The Daily Star | Plans to reduce food wastage bearing fruit

BEIRUT: Guests at the first Annual Awareness Dinner on Food Wastage earlier this week did their utmost to further the evening’s cause, making short work of the buffet prepared by internationally renowned chef Hussein Hadid. The event, organized by ACT NGO Monday evening to raise awareness of the issue of food waste, was hosted by Tawlet in Mar Mikhail. The menu was prepared largely using fruit and vegetables donated by Spinneys, one of ACT’s main partners in reducing the amount of food thrown away unnecessarily.

“The U.N. has put a target to reduce food wastage by 30 percent by 2030,” Paul Abdul Haq, president and founder of ACT, told The Daily Star. Abdul Haq said they had a bipartite approach to reach this target. “We implement projects on the ground, this is on one level. On another level we work on promoting awareness [and] building partnerships,” he added.

One of the organization’s principal projects is their partnership with Spinneys, with whom they have been working for two years. Having identified that a huge amount of edible but unsold fruit and vegetables going to waste from the store’s shelves, they now work with other NGOs to redistribute such food to worthwhile causes.

“There’s a pickup on a daily basis from most branches of Spinneys in the whole of Lebanon, from north to south,” Abdul Haq said. “We have 100-120 kilos of vegetables and fruits that [other organizations] can use.”

Hanady Khawand, Senior Marketing Specialist at Spinneys, was delighted with the project’s progress. “We started with one branch. All the food wastage from the fruits, vegetables and bakery was taken [by] an NGO. Then we started with more branches and now it’s seven or eight branches, and more than 17 NGOs are taking food waste and making food for families in need.”

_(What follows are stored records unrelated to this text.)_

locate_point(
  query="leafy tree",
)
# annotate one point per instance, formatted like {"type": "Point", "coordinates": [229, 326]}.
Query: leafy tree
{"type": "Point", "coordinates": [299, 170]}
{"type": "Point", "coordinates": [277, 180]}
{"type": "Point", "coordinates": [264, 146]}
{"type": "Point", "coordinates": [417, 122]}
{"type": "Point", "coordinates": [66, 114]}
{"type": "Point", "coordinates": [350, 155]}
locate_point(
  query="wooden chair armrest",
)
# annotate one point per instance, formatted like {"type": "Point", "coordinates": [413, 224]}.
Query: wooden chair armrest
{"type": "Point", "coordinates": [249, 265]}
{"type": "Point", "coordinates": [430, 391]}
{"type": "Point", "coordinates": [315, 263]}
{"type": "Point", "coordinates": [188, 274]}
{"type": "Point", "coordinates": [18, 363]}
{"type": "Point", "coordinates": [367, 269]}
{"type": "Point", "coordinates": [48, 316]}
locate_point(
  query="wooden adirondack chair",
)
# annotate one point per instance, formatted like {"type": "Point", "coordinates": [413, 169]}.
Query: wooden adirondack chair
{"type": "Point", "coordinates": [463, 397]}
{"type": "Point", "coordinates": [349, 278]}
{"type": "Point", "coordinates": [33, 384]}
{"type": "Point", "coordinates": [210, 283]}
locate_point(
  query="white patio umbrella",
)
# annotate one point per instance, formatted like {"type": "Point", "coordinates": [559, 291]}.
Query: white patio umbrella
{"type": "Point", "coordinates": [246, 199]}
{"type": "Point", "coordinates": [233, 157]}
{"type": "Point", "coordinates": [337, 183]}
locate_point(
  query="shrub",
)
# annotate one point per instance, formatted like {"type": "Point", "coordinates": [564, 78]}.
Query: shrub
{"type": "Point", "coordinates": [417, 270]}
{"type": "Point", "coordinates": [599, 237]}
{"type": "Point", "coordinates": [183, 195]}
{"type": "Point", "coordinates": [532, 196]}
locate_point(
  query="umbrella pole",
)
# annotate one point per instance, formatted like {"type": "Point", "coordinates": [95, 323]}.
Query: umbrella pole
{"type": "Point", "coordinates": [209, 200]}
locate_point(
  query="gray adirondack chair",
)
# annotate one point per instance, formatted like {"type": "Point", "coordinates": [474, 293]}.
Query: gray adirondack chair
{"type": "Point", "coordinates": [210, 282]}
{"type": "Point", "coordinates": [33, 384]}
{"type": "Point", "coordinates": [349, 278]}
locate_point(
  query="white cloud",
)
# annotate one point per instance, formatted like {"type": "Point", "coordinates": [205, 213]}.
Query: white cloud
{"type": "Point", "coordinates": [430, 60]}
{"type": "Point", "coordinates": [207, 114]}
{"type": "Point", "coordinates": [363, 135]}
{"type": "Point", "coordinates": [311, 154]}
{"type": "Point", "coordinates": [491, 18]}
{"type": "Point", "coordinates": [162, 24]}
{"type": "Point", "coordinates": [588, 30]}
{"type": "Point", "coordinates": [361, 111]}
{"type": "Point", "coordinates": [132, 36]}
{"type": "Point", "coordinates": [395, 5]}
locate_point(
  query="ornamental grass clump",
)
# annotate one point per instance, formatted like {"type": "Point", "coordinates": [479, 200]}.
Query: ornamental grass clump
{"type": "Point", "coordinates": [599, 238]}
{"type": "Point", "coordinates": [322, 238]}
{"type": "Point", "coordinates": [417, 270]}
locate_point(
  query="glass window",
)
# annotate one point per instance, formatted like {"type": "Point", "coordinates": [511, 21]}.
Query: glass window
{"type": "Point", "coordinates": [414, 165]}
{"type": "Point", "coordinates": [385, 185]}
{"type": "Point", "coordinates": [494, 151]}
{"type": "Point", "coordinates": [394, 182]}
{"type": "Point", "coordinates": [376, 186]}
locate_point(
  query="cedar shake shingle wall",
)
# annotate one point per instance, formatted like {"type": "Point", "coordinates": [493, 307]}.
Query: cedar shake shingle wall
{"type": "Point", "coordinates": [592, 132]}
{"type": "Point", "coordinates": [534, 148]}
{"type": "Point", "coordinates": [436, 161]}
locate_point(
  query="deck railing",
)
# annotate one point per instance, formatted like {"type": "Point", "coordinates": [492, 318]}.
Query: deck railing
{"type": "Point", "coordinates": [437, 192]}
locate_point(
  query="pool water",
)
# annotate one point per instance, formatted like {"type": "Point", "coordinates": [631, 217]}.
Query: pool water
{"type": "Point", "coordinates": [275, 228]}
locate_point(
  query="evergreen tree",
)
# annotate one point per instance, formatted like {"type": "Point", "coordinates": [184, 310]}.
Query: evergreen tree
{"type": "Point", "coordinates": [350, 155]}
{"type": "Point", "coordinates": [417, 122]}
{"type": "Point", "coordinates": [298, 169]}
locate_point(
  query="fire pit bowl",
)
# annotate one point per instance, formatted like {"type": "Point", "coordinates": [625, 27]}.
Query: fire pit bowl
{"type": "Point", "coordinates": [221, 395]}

For Souk el Tayeb, the organization behind Tawlet, hosting the dinner at their restaurant made perfect sense. “We are involved, since day one, on food wastage and food wastage prevention,” Ali Dorra, Tawlet’s manager, told The Daily Star. “We are co-operating with Lebanese Food Bank, who come on a daily basis.”

Tawlet is keen to encourage other restaurants to start donating unused food. “The nature of the restaurant is unpredictable; they don’t know how many people are going to come. Sometimes it’s a full house, sometimes it’s half,” Dorra said. Donating to a good cause means that the food “never goes to waste.”

Fortunately, he noted, local food culture accommodates reused ingredients well. Many dishes are “even better the next day. The Lebanese cuisine is based on making food to be eaten over three or four days.”

Dorra sees positive signs that food waste in the country is being reduced, and people throughout the country are “changing their mentality.” Abdul Haq hopes that events like this will accelerate the process. “We are all in this,” she said. “We should work together.”